Durante a gravidez, como em todo o namoro, eu e seu pai dançávamos muito. Passos cadenciados, sim, mas ele não perdia a capacidade de me surpreender. Durante a gravidez, como em todo o namoro, ele me conquistava. Aos poucos desenvolvi minha habilidade para acompanhar aqueles passos. Acho até que fiquei boa nisso.

Pensando bem, tem fundamento você gostar tanto de música, gostar de dançar e cantar comigo.

Éramos nós três, filho. Família reunida dançando no meio da sala.


sábado, 6 de outubro de 2007

All my loving.



Hoje seu pai faria 39 anos. Se estivesse aqui, eu daria um jeito de acordar mais cedo que ele, pegaria você no colo e iríamos os dois acordá-lo com beijos, babas e um presente escolhido com muito carinho. Ou talvez isso se tornasse um hábito diário, e não privilégio dos aniversários. Como ele não está mais aqui, deixo de presente a alegria de saber que há uma semana você começou a se arrastar e logo vai estar engatinhando. Pensando nele, acabamos de dançar de rostinho colado, eu e você, como fazemos quase todas as manhãs. Dessa vez a música era "All my loving", dos Beatles, na voz da Rita Lee. "Remember I'll always be true." Como sempre, em alguns momentos você cantarolou - no tom. Assim multiplicamos o amor que sentimos um pelo outro e mandamos para seu pai a energia de amor mais forte do mundo. And all our loving we'll send to you. Meu amorzinho. Meu pequeno grande amor.

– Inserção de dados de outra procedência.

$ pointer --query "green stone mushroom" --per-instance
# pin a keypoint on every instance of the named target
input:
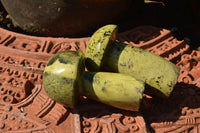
(65, 80)
(104, 53)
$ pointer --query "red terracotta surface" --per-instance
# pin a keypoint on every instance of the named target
(25, 107)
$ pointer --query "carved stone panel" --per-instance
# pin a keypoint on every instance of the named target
(25, 107)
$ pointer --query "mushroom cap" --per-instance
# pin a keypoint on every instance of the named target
(61, 77)
(98, 45)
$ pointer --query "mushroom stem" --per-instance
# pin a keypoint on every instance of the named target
(64, 79)
(115, 89)
(105, 54)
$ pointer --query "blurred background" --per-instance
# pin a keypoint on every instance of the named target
(180, 16)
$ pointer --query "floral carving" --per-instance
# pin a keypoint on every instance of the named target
(106, 121)
(25, 107)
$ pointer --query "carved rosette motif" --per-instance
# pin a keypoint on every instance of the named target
(25, 107)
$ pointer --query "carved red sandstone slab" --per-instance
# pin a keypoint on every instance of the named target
(25, 107)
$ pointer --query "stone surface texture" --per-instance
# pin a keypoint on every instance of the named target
(25, 107)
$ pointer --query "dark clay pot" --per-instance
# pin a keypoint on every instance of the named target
(72, 18)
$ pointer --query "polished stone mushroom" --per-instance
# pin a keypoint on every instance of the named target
(104, 53)
(64, 80)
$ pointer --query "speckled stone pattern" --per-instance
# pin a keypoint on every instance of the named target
(25, 107)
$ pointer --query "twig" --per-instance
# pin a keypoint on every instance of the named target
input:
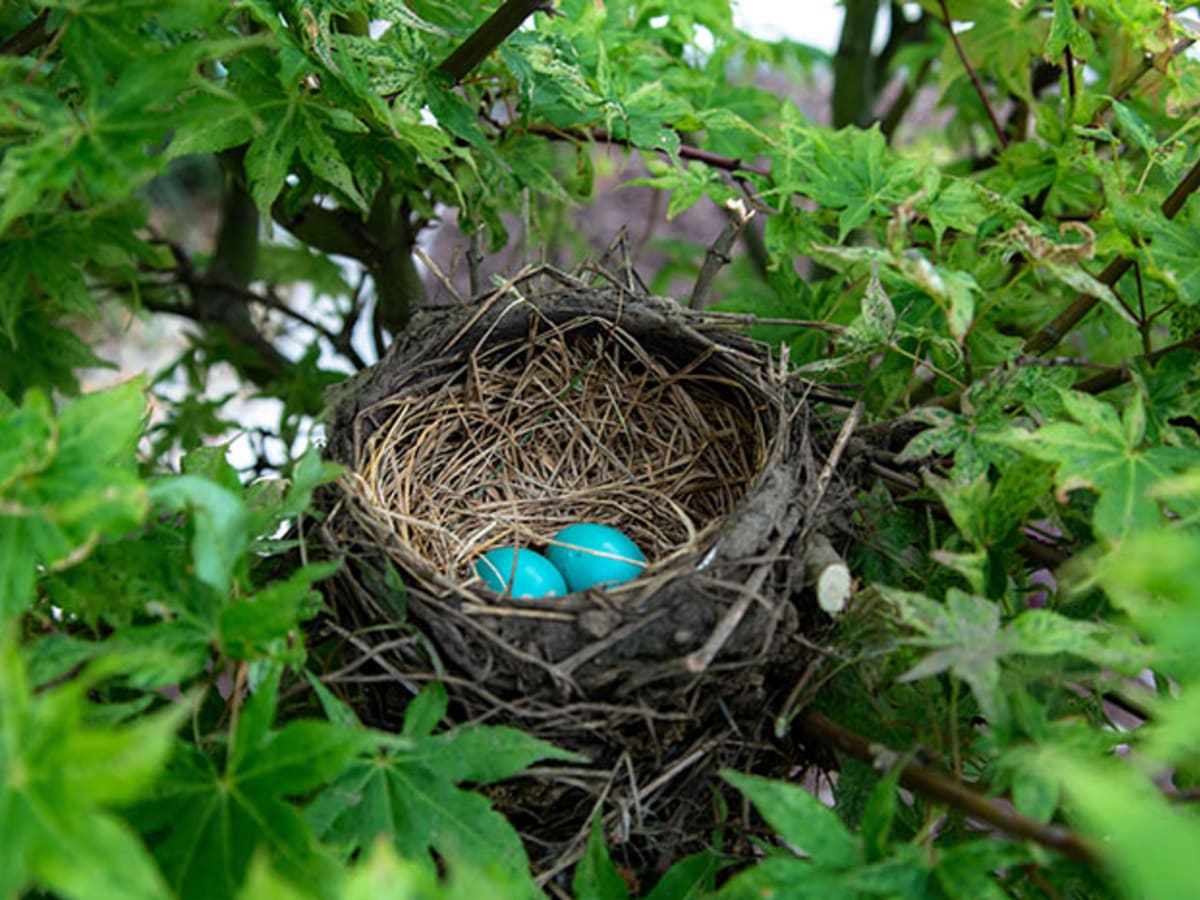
(1053, 333)
(30, 37)
(474, 258)
(975, 77)
(718, 255)
(727, 163)
(895, 113)
(491, 35)
(1116, 377)
(946, 790)
(1147, 65)
(749, 319)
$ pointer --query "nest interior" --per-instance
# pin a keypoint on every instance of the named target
(562, 399)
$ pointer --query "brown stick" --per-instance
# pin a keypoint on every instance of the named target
(1116, 377)
(1053, 333)
(727, 163)
(973, 76)
(946, 790)
(29, 39)
(718, 255)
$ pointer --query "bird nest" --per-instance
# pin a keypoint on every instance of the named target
(564, 399)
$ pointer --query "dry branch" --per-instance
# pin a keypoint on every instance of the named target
(946, 790)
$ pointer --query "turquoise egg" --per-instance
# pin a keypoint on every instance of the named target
(595, 556)
(521, 573)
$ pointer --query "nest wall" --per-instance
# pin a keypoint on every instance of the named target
(562, 399)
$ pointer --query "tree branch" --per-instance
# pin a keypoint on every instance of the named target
(1053, 333)
(973, 76)
(718, 255)
(29, 39)
(491, 35)
(687, 151)
(947, 790)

quinta-feira, 4 de outubro de 2007

Fica a pergunta.

Se eu já perdi tanta gente na vida, por que não perco a barriga também?

quarta-feira, 3 de outubro de 2007

Quase nada.

Hoje fui fazer um exame na mesma clínica onde fazíamos as ultrassonografias durante a gravidez. Parei o carro no mesmo lugar de sempre e, no caminho a pé até o local do exame, me lembrei de como eu e seu pai disfarçávamos a ansiedade antes de cada ultrassom. O primeiro deles foi o mais difícil. Insegura devido a dois abortos que tive no meu outro casamento e depois de ter tido um sangramento, eu tentava preparar seu pai para o pior. Nem deixei que ele curtisse inteira a delícia de saber que ia ser pai, tamanho era o meu medo de que ele sofresse uma decepção. Esperamos bastante até ser atendidos, mas na hora H vimos uma coisinha de sete milímetros cujo coração batendo se fazia ouvir em alto e bom som. Era você. Eu me lembro que seu pai segurava nos meus pés descalços e apertava meus dedos, enquanto eu chorava por finalmente ter “chegado lá”. Um outro coração batendo dentro de mim, isso era milagre. Ele chorou também, eu sei. E saímos do consultório como dois adolescentes. Nos abraçamos na porta e choramos mais, misturando soluços e risadas. No caminho de volta para o carro, um desses momentos em que a gente sabe direitinho o que é felicidade: aquele espaço rápido entre uma ansiedade e outra, entre um problema e outro, em que tudo parece perfeito. E é.